Aquí viene de molde aquello de «vamos por partes», porque lo que hay que decir y preguntar de cada una de las del texto de Remesal no puede reducirse a conjunto ni expresarse en tal forma.
Si era tan apretada y el único desvelo del impaciente procurador de los indios la urgencia de notificar la cédula, a tanta costa lograda, a los capitanes Pizarro y Almagro, que debían hallarse ya en Panamá, ¿por qué en vez de tomar el camino más corto y ordinaria y frecuentada travesía de la Isla Española a Nombre de Dios, dio el inmenso rodeo por México, Guatemala y Nicaragua para embarcarse en el Realejo
y navegar después hasta su encuentro con los conquistadores del Perú? ¿O por ventura en aquella sazón le importaron más las cuestiones electorales de su Orden que la libertad de los indios peruanos?
Me resisto a creer que fuese tan exclusiva, particular y limitada a dichos caudillos su misión apostólico política, que no pudiera utilizarla ni hacer valer el carácter y autoridad de que le revestía la sola circunstancia de llevarla, contra los mercaderes y tratantes de esclavos indígenas de Nicaragua, que descaradamente y a vista del legado y vicario dominico, y con el mismo barco en que se conducía a su destino se entregaban, a su inicuo comercio. Precisamente por aquellos años en ninguna parte de las Indias era tan escandaloso el cabotaje de estas piezas de mercancía como entre Nicaragua y Panamá. Diríase que el ardientísimo celo de Las Casas sufría intermitencias oportunistas. Así lo creo yo, como que la
humanidad del «gran padre y medianero de los indios», como le llamaba Fr. Pedro de Angulo, no llegaba al negro ni alcanzaba al blanco.

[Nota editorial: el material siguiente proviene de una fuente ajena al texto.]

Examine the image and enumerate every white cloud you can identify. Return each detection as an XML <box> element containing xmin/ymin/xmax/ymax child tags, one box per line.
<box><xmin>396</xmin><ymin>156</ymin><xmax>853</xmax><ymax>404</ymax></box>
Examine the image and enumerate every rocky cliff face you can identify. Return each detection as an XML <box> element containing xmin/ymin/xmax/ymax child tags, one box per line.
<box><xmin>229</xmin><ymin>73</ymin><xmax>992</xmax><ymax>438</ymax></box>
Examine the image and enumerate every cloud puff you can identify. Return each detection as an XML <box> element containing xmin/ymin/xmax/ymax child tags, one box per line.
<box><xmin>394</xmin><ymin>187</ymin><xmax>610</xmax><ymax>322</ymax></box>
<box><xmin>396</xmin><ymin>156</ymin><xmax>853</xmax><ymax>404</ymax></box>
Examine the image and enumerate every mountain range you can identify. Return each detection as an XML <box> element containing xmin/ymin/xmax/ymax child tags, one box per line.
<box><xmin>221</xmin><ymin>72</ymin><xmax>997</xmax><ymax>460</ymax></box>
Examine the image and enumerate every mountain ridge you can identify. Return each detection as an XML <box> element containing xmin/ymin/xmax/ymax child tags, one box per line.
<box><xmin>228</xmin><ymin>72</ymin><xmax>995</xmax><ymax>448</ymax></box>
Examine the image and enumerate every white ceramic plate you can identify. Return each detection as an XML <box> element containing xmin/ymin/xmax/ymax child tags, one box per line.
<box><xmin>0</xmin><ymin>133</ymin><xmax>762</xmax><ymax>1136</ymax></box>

Dice el P. Remesal que Fr. Bartolomé y sus adláteres partieron de México para su legacía a principios del año 1531 ¿Cómo compaginar esta partida con la elección en la Española del Provincial Fr. Francisco de S. Miguel y la rebelde agitación que produjo entre los dominicos de aquella ciudad, apaciguada gracias a la prudencia de Las Casas, sucesos ambos acaecidos en los meses de agosto a noviembre del mismo año de 1531?

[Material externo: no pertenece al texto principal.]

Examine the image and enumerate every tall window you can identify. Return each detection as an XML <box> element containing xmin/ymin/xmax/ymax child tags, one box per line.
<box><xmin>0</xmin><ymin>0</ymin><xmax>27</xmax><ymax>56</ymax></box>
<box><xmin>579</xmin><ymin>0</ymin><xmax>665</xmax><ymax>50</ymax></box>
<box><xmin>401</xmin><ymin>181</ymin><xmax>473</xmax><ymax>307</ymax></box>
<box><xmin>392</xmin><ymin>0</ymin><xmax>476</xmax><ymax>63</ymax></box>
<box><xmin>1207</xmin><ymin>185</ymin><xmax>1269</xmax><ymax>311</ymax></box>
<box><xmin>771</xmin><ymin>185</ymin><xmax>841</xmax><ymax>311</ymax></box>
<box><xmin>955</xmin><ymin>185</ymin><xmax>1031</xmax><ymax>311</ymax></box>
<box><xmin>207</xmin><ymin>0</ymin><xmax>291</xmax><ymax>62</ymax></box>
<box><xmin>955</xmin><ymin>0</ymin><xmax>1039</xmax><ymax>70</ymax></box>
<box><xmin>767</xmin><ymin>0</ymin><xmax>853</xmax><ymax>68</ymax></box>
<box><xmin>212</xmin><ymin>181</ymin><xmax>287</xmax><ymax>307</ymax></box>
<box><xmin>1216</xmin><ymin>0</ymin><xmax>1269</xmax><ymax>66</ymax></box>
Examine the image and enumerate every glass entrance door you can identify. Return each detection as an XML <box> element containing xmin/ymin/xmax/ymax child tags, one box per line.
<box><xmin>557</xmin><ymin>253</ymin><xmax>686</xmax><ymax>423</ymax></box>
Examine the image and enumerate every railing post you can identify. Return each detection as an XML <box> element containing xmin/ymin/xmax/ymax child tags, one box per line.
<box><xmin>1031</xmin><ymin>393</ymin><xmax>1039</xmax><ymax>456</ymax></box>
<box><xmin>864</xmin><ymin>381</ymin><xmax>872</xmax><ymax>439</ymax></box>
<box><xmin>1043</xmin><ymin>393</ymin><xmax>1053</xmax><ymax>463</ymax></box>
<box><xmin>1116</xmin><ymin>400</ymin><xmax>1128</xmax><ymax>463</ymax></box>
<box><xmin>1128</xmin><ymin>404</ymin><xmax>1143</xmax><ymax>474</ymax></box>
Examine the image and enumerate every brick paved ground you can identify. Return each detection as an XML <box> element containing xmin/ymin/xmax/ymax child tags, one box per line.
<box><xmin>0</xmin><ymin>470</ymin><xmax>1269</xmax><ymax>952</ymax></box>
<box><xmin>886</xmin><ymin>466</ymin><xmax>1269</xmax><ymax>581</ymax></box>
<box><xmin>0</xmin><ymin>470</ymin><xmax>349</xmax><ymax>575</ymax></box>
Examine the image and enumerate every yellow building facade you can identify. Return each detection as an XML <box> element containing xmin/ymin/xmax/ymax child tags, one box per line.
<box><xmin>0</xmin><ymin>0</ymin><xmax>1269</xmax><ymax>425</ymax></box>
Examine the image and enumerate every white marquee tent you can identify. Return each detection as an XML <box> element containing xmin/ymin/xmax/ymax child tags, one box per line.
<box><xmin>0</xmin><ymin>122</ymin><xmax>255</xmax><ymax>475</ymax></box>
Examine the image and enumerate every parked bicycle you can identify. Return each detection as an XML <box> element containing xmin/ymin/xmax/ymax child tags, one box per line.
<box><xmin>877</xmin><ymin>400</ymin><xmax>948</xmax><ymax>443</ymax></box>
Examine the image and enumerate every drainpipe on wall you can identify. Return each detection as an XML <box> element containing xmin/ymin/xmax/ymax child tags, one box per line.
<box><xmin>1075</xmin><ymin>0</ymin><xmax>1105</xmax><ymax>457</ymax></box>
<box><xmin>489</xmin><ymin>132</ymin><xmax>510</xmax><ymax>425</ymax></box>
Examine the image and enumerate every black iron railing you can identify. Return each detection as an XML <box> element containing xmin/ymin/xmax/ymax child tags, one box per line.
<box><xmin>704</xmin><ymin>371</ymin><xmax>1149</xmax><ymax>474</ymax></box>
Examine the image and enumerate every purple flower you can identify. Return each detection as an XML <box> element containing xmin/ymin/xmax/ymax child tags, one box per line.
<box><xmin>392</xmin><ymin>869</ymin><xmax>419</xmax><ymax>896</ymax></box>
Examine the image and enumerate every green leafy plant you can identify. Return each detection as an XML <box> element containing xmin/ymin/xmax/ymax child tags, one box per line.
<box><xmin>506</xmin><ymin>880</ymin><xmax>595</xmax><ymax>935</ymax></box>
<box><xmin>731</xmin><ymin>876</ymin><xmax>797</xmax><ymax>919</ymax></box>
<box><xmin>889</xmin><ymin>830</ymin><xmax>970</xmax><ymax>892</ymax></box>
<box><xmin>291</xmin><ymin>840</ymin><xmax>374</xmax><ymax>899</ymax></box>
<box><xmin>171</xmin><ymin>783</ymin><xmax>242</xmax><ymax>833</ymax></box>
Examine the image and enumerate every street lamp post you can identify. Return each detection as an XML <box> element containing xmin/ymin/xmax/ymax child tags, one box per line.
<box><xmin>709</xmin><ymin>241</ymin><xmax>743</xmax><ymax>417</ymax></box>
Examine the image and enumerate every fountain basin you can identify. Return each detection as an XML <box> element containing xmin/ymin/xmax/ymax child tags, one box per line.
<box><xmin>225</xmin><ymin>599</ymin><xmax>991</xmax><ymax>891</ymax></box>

Gran salto da el cronista dominicano del Realejo a la notificación de la cédula; no hubieran estado de más el nombre del paraje y la fecha en que la notificó a los dos capitanes, pero sin duda no se atrevió con las serias dificultades que el caso ofrecía. Primero, porque don Francisco Pizarro salió de Panamá a principios del año de 1531 y
tardó todo él y más de la mitad del siguiente en llegar a los límites septentrionales del verdadero Perú. En agosto de 1532, cuatro meses después del regreso de Las Casas al Realejo; el conquistador no había pasado de Túmbez. Segundo, porque Diego de Almagro, el otro capitán, se quedó en Panamá, y no le acompañó en esta jornada. Los dos socios principales de la Conquista no se reunieron hasta mediado el mes de febrero de 1533, en Caxamarca.
El Maestre-escuela de la iglesia de Tierra Firme, Fernando de Luque, el consocio de Pizarro y de Almagro, no era ya, porque nunca lo fue, obispo de Panamá: la silla episcopal que obtuvo por la capitulación de la conquista del Perú, en cambio de los dineros con que ayudó a la empresa, fue la de Túmbez, en la que no llegó a sentarse.

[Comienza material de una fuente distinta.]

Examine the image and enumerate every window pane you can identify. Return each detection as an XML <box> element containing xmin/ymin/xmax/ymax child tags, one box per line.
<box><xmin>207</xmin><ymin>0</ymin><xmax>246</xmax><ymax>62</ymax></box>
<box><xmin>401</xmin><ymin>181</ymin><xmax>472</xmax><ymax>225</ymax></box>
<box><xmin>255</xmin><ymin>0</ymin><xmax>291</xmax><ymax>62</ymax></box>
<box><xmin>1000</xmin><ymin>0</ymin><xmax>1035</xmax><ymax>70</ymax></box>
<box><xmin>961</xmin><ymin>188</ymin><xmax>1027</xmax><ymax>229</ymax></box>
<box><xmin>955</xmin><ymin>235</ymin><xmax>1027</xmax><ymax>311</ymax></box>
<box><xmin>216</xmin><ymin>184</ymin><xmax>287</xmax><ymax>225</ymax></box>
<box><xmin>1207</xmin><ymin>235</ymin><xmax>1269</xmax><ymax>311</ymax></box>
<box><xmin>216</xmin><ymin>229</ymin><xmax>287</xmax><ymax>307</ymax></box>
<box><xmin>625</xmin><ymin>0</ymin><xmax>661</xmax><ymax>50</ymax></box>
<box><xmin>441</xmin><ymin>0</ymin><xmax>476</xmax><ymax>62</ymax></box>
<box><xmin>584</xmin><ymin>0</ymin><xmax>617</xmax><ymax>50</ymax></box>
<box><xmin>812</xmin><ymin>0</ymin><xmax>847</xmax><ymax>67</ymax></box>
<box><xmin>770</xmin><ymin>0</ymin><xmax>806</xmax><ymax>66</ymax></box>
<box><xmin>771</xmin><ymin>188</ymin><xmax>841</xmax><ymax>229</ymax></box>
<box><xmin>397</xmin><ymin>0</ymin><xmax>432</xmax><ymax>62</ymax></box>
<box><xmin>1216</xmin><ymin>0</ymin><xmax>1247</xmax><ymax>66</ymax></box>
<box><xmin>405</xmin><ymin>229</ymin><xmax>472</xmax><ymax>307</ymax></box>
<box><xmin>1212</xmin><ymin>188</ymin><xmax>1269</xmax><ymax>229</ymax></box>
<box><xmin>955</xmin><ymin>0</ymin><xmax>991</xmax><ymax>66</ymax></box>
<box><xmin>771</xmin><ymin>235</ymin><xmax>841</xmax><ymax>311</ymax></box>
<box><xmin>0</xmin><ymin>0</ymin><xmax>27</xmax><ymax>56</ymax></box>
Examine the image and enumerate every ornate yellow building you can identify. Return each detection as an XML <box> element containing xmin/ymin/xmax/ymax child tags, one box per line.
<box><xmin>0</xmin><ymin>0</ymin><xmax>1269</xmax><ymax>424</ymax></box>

Mal pudo tratar Las Casas con Fray Reginaldo de Pedraza (no Peraza) y el doctísimo y virtuoso varón Fr. Vicente
de Valverde que estaba ya nombrado por primer obispo de aquella tierra, el negocio de la fundación de los conventos, toda vez que el ferviente catequista y juez criminal de Atauhuállpac no obispó hasta el año de 1533, ocupando la sede eclesiástica peruana trasladada de Túmbez al Cuzco.
No pudieron tampoco ser obstáculo la fundación de conventos en el Perú y motivo del regreso de Las Casas y de sus compañeros, en unión con los Padres dominicos que andaban descontentos con los trabajos de la conquista y poca seguridad de la vida, las alteraciones de los indios ocasionadas de las guerras y muerte de su gran señor Atabaliba, porque este fue agarrotado por el mes de agosto de 1533 11. Y
acompañando a Pizarro y su gente por el tiempo en que, al decir de Remesal, se hallaba con ellos Las Casas, no había más que dos frailes dominicos de los seis que el gobernador del Perú sacó de España: su vicario Fr. Reginaldo de Pedraza y Fr. Vicente de Valverde; de los cuatro restantes, que fueron Fray Tomás de Toro, Fr. Alonso Burgales, Fr. Pablo de la Cruz y Fray Juan de Yepes, uno no llegó a Tierra Firme, dos quedaron en Nombre de Dios, y el otro regresó a España. Fray Reginaldo se volvió a Panamá por febrero de 1532, y habiendo enfermado, murió allí el 29 de mayo siguiente.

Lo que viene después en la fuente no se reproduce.